子どもについても、携帯電話・スマートフォンとの接触時間が長いほど、就寝時刻が遅くなる傾向が認められます(下図)。この傾向は小学生や中学生でとくに顕著になります。

たっぷり睡眠をとるコツ

「健康づくりのための健康ガイド2023」によると、たっぷり睡眠をとるコツは以下です。

• 日中にできるただけ日光を浴びると、体内時計が調節されて入眠しやすくなる。
• 寝室にはスマートフォンやタブレット端末を持ち込まず、できるだけ暗くして寝ることが良い睡眠につながる。
• 寝室は暑すぎず寒すぎない温度で、就寝の約1〜2時間前に入浴し身体を温めてから寝床に入ると入眠しやすくなる。
• できるだけ静かな環境で、リラックスできる寝衣・寝具で眠ることが良い睡眠につながる。
(出典:健康づくりのための健康ガイド2023, 厚生労働省)

十分な睡眠時間を取れない理由は人それぞれですが、何をして何をしないか取捨選択し、優先順位をはっきりさせることも大切です。帰宅後の自身の習慣や家族の役割分担を見直すことも有効です。男性でも産休を取得できる職場が増えているので、積極的に活用すると良いですね。

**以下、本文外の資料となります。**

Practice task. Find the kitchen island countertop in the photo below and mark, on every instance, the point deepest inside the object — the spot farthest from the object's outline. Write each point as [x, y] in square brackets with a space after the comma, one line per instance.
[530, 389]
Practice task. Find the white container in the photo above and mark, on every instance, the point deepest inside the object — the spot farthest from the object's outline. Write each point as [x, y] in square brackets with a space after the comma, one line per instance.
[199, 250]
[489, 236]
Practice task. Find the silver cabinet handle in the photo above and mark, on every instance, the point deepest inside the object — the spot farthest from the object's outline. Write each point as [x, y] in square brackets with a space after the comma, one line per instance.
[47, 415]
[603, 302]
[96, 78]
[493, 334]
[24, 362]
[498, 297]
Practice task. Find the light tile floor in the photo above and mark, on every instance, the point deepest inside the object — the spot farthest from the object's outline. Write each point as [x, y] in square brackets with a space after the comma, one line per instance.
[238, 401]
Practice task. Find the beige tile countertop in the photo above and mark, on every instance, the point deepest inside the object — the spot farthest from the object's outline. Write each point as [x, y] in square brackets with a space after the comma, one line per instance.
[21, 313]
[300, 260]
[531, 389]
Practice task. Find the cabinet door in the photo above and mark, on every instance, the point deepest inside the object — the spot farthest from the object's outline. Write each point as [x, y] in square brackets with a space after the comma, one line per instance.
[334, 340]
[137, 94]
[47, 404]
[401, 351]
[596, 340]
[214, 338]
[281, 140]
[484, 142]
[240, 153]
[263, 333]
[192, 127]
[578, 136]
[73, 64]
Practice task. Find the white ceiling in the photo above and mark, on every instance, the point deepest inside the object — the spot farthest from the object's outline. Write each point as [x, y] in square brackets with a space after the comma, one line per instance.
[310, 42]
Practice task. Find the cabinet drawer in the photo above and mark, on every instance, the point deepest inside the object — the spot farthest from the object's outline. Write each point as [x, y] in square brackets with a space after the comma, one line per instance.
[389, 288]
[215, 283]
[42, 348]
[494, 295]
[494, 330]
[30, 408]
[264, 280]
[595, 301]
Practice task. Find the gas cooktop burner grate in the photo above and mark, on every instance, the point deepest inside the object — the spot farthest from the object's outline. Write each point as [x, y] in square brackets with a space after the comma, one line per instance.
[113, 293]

小中学生、高校生は1日に1時間以上体を動かし、スクリーンタイム(スマホやPC画面を見る、ゲームをする時間)を2時間以下にすることが、良い睡眠のために推奨されます(健康づくりのための健康ガイド2023)。

ほかにも、1日のカフェインの摂取量コーヒーカップで4杯程度まで、晩酌で深酒はしない、不規則な交代勤務をされる方は夜勤中に20〜50分の仮眠をとる、など、良い睡眠を取るコツがまとめられているので、家族で「健康づくりのための健康ガイド2023」を読んでみるのもいいでしょう。




以上、「いい睡眠をたっぷり取るコツ〜日本は睡眠不足世界一」についてでした。朝起きたときに十分な休養感を感じられるのは幸せの一つと言えます。いつまでも健やかに暮らしていくために睡眠習慣を見直してみるのはいかがでしょうか?